Quantum D-modules for toric nef complete intersections

TL;DR

This paper develops a framework for quantum D-modules associated with toric nef complete intersections, linking mirror symmetry, GKZ systems, and Gromov-Witten invariants to understand their algebraic and geometric structures.

Contribution

It introduces a new twisted quantum D-module for complete intersections and relates it to GKZ systems via mirror symmetry, providing explicit quotient descriptions.

Findings

The twisted quantum D-module is isomorphic to an ambient part of the quantum D-module of Z.

In the toric case, these quantum D-modules are cyclic.
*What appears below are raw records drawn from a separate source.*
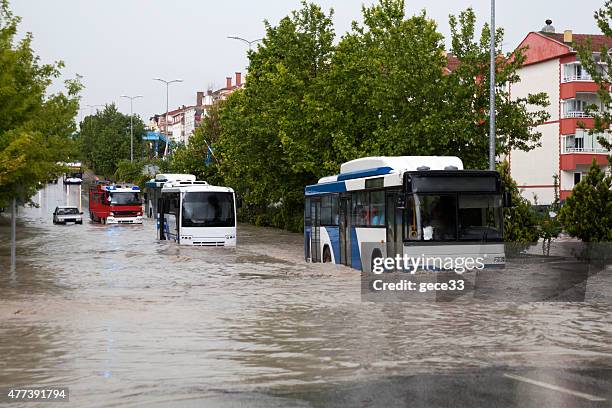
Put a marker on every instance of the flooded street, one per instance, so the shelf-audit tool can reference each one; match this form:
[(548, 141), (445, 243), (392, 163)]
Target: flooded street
[(122, 319)]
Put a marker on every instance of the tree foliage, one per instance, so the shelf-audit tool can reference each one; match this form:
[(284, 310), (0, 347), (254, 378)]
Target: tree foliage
[(383, 89), (104, 140), (35, 128), (520, 221), (587, 213)]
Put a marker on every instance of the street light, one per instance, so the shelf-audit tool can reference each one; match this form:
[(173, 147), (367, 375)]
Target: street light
[(492, 91), (247, 42), (131, 98), (166, 121)]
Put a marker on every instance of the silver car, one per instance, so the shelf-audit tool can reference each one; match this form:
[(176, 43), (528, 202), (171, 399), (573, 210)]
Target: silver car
[(65, 214)]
The paper constructs the defining system of equations for the ambient quantum D-module as a quotient of the GKZ system.

Abstract

On a smooth projective variety with k ample line bundles, we denote by Z the complete intersection subvariety defined by generic sections. We define the twisted quantum D-module which is a vector bundle with a flat connection, a flat pairing and a natural integrable structure. An appropriate quotient of it is isomorphic to the ambient part of the quantum D-module of Z. When the variety is toric, these quantum D-modules are cyclic. The twisted quantum D-module can be presented via mirror symmetry by the GKZ system associated to the total space of the dual of the direct sum of these line bundles. A question is to know what is the system of equations that define the ambiant part of the quantum D-module of Z. We construct this system as a quotient ideal of the GKZ system. We also state and prove the non-equivariant twisted Gromov-Witten axioms in the appendix.